Facebook are only fined £500,000

Facebook are only fined £500,000You remember the Facebook/Cambridge Analytica mess from earlier this year? Well, Facebook have been issued with a notice that they are to be fined £500,000 as a result of this. “What? Facebook are only fined £500,000?” I hear you cry. Yes that is maximum penalty that the Information Commissioners Office (ICO) in the UK are able to levy under the Data Protection Act 1998.

“But where are the €20m or 4% of turnover fines for violating the GDPR?” you shout. As the underlying data breach incident occurred some years ago and surfaced before the #GDPR went into effect in May 2018, then they couldn’t be prosecuted under the Data Protection Act 2018, which implements the GDPR.

But this is still a significant judgement. The ICO has gone for the maximum possible penalty against Facebook, showing that what they were up to was completely unacceptable and rightly so. They found that Facebook had breached two of the principles of data protection:

  1. Facebook had unfairly processed personal data.
  2. And they didn’t put in place appropriate measures to prevent unauthorised or unlawful processing of personal data.

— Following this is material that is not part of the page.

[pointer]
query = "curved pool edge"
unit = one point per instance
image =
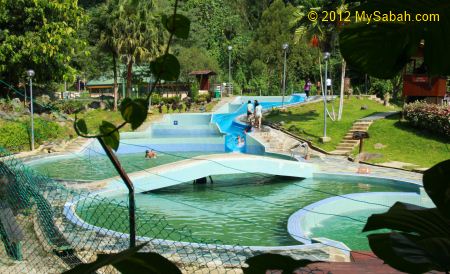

So while Facebook are only fined £500,000 this time, this is a clear indication that data protection authorities won’t be afraid of going after the maximum fines available to them for failures in respect to protecting peoples personal data.

Also don’t forget that the Irish Data Protection Commissioner is investigating Facebook for a GDPR era incident. That incident started with 50m people affected with another 40m possibly impacted. It dropped down to only ~30m affected … but that’s still ~30,000,000 people. Of those, 14m had the following personal data accessed:

Username, gender, locale/language, relationship status, religion, hometown, self-reported current city, birthdate, device types used to access Facebook, education, work, the last 10 places they checked into or were tagged in, website, people or Pages they follow, and the 15 most recent searches.

That is a massive amount of personal data to have been harvested, and could definitely be used against the victims. That particular investigation will be a big one and will probably run into some time in 2019.

In the meantime, lets be careful out there.